Der Hintergrund für das Ereignis ist die Forderung der Grünen-Fraktion in Sachsen-Anhalt nach einer stabilen Finanzierung des Deutschlandtickets. Sie betonen dessen Bedeutung für bezahlbare Mobilität und Klimaschutz, warnen jedoch vor Preiserhöhungen, die das Vertrauen der Nutzer gefährden könnten. Kritisiert wird die zurückhaltende Haltung der Landesregierung und die Priorisierung von Subventionen für Dienstwagen über die Unterstützung des Deutschlandtickets.

Wie hat die Öffentlichkeit oder Politik reagiert?

Die Landtagsfraktion der Grünen in Sachsen-Anhalt fordert den dauerhaften Erhalt des Deutschlandtickets und kritisiert die zurückhaltende Haltung der Landesregierung sowie geplante Preiserhöhungen, die das Vertrauen der Nutzer gefährden könnten. Cornelia Lüddemann betont die Notwendigkeit stabiler Finanzierungszusagen für Kommunen und Verkehrsunternehmen, um die bezahlbare Mobilität und den Klimaschutz zu sichern.
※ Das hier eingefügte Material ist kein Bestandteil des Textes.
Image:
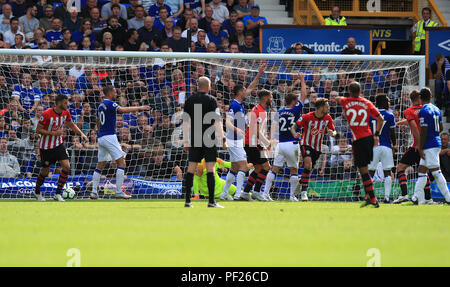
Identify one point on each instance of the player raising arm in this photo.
(108, 144)
(235, 124)
(357, 110)
(429, 147)
(411, 156)
(51, 144)
(382, 152)
(315, 126)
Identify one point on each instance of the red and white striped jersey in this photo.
(52, 121)
(314, 129)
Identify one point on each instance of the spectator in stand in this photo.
(154, 9)
(27, 96)
(55, 35)
(185, 22)
(249, 44)
(148, 32)
(61, 10)
(18, 42)
(168, 29)
(418, 31)
(132, 43)
(201, 44)
(107, 10)
(444, 156)
(254, 21)
(161, 20)
(85, 9)
(197, 6)
(194, 31)
(19, 7)
(229, 25)
(5, 18)
(73, 22)
(205, 22)
(177, 43)
(138, 21)
(10, 35)
(216, 34)
(98, 24)
(46, 21)
(242, 9)
(117, 31)
(176, 7)
(84, 31)
(131, 10)
(9, 165)
(351, 48)
(335, 18)
(299, 48)
(238, 36)
(220, 11)
(29, 22)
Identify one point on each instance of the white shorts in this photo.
(384, 155)
(236, 150)
(431, 158)
(287, 152)
(109, 147)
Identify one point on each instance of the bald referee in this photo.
(203, 134)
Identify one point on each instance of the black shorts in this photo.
(410, 157)
(196, 154)
(363, 151)
(51, 156)
(255, 155)
(308, 151)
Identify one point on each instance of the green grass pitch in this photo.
(163, 233)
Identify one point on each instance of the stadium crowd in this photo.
(28, 85)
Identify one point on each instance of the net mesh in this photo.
(155, 158)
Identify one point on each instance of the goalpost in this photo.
(152, 141)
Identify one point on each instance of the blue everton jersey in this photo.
(389, 122)
(236, 112)
(430, 117)
(107, 116)
(286, 118)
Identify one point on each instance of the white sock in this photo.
(120, 173)
(419, 194)
(96, 180)
(293, 181)
(231, 177)
(442, 184)
(269, 180)
(240, 178)
(387, 186)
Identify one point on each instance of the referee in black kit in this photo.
(202, 134)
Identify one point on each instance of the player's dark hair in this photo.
(382, 101)
(354, 89)
(61, 97)
(263, 93)
(291, 97)
(414, 95)
(108, 89)
(237, 89)
(320, 102)
(425, 94)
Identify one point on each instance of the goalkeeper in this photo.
(200, 183)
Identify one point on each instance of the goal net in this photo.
(152, 141)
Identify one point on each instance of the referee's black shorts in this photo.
(51, 156)
(363, 151)
(196, 154)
Welche Konsequenzen werden genannt?

Die Folgen oder Konsequenzen, die im Artikel erwähnt werden, sind: Aus für das Deutschlandticket, gefährdetes Vertrauen der Nutzer, fehlende Planungssicherheit für Kommunen und Verkehrsunternehmen, keine konkreten Zusagen bis Herbst, zurückhaltende Haltung der Landesregierung, subventionierte Milliarden für Dienstwagen, fehlendes Geld für das Deutschlandticket.

Gibt es bereits eine Stellungnahme?

Ja, der Artikel zitiert eine Stellungnahme von Cornelia Lüddemann, der verkehrspolitischen Sprecherin der Landtagsfraktion der Grünen in Sachsen-Anhalt. Sie betont, dass das Deutschlandticket für bezahlbare Mobilität, Klimaschutz und Entlastung für Millionen Menschen stehe, warnt jedoch vor Preiserhöhungen und kritisiert die Landesregierung sowie Verkehrsministerin Hüskens für ihre zögerliche Haltung zur Finanzierung des Tickets.